Is $1$ a subset of $\{1\}$

$1$ is an element of $\{1\}$, $\{1\}$ is a subset of $\{1\}$, $\{1\}$ is an element of $\{\{1\}\}$ and $\{\{1\}\}$ is a subset of $\{\{1\}\}$.


$1$ is generally not a subset of $\{1\}$, since $1$ is a natural number (or a real number, or whatever) and not a set. These objects are of two different types.

 

But there is something to be said here. We can represent numbers using sets. We can declare that $0$ is $\varnothing$, and that $1=\{0\}$ or $\{\varnothing\}$, and that $2=\{0,1\}$ and so on. Then a number is a set.
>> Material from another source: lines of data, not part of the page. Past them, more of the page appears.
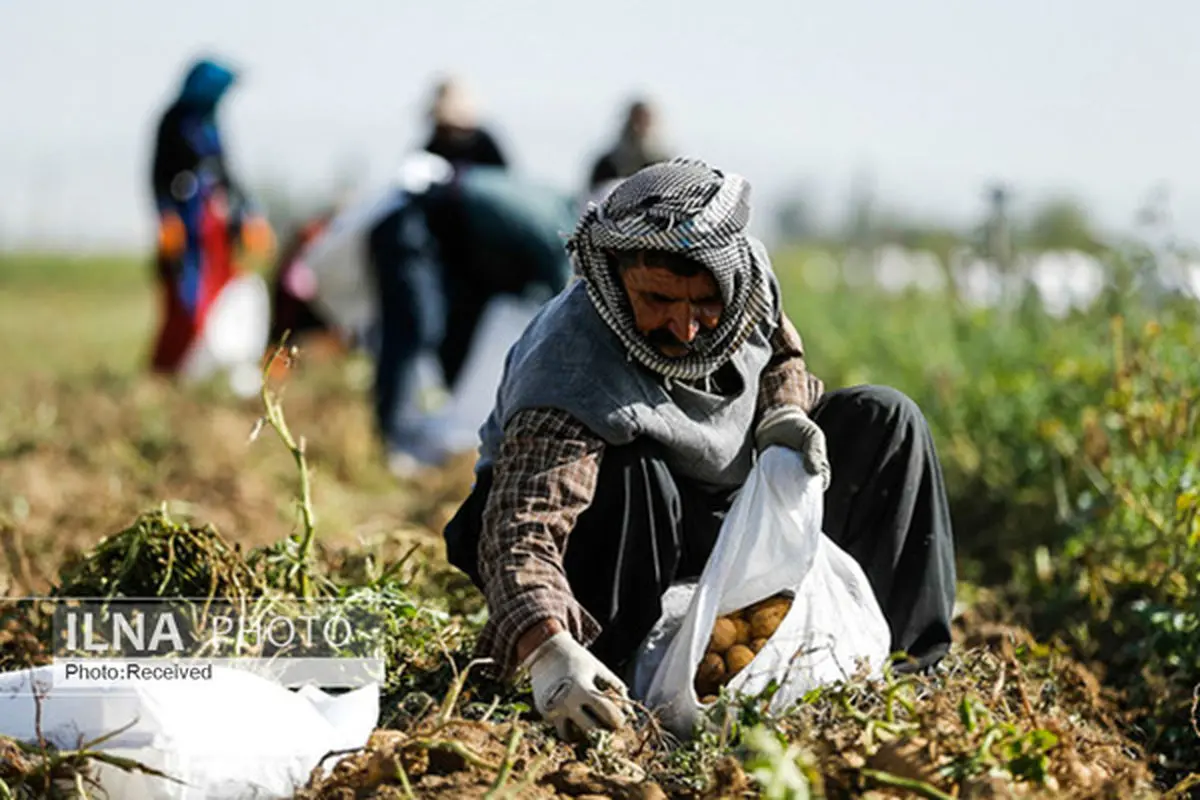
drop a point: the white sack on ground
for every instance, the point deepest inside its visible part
(237, 735)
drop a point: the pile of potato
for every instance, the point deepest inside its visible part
(736, 638)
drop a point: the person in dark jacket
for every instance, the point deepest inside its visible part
(637, 146)
(441, 256)
(203, 212)
(457, 136)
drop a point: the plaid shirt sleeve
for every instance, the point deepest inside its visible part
(544, 476)
(786, 379)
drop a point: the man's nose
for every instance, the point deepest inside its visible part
(684, 323)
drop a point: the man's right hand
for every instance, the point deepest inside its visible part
(570, 685)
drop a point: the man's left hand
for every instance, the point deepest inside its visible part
(790, 427)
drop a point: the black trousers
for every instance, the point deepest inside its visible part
(647, 528)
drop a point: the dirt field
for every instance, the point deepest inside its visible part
(87, 443)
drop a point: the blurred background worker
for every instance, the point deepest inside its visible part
(294, 286)
(637, 145)
(457, 134)
(441, 246)
(203, 212)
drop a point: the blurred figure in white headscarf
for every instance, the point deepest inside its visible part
(637, 146)
(457, 134)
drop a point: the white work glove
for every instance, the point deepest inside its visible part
(569, 685)
(789, 426)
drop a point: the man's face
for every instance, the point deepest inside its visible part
(671, 310)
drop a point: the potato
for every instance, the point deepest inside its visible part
(709, 674)
(765, 621)
(743, 631)
(737, 659)
(724, 635)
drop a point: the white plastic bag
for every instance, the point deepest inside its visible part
(237, 735)
(234, 336)
(772, 542)
(337, 258)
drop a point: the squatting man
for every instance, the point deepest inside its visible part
(633, 409)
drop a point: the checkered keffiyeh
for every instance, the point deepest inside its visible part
(688, 208)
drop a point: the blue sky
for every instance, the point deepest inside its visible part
(935, 97)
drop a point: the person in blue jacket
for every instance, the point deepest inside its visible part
(204, 214)
(439, 257)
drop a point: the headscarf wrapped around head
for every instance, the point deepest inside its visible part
(688, 208)
(205, 84)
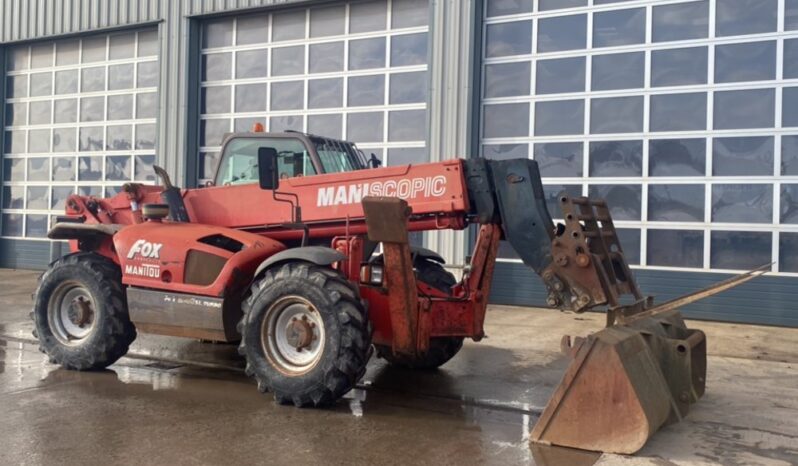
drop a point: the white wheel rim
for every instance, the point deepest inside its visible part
(71, 313)
(292, 335)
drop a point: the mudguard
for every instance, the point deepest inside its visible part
(318, 255)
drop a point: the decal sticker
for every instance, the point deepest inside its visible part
(431, 186)
(144, 270)
(191, 301)
(145, 249)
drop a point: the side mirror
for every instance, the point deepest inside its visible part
(375, 162)
(267, 168)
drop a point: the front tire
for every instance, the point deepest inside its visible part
(80, 313)
(305, 334)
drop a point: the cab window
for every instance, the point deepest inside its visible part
(336, 157)
(240, 160)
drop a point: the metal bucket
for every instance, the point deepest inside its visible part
(624, 383)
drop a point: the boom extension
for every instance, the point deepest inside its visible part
(641, 372)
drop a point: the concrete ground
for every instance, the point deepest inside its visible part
(174, 401)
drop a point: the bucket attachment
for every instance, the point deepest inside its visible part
(641, 372)
(624, 383)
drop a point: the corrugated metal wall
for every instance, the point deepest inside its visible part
(35, 19)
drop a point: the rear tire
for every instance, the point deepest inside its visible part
(80, 313)
(441, 349)
(305, 334)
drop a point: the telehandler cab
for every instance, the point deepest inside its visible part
(299, 251)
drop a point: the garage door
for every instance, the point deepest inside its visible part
(353, 70)
(79, 118)
(680, 114)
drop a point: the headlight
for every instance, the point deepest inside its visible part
(371, 274)
(376, 275)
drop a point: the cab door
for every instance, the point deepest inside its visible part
(236, 199)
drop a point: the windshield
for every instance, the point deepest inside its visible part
(337, 156)
(240, 160)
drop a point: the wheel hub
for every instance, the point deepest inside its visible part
(71, 313)
(80, 312)
(299, 332)
(292, 335)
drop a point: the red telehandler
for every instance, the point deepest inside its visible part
(299, 251)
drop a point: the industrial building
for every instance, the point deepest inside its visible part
(683, 114)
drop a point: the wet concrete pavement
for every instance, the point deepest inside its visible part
(175, 401)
Still that doesn't mean that $1\subseteq\{1\}$. This would very much depend on the representation of $1$ as a set.

So while "working mathematics" is typed (meaning the type of objects matters), we can also work in an untyped environment, where everything has the same type (for example, everything is a set).


As @AsafKaragila already said, you can define natural numbers as sets. In fact, in most axiomatic set theories, that's the only way of defining numbers, since every element of a set is a set.

As for your specific question, suppose that $1\subset\{1\}$. This leaves us with two options:

  1. $1=\emptyset$ and the inclusion trivially holds.

  2. $1\neq\emptyset$. Since $\{1\}$ has only two subsets, $1=\{1\}$.

Option 1 is possible, since identifying $1$ with the empty set is perfectly valid, but it's much more natural to identify $0$ with the empty set.

Option 2 just "looks wrong", but in elementary set theory, we can't really make any statements beyond that. In any axiomatic set theory that includes the Axiom of Regularity, $1=\{1\}$ is false since $x\notin x$ for every set $x$.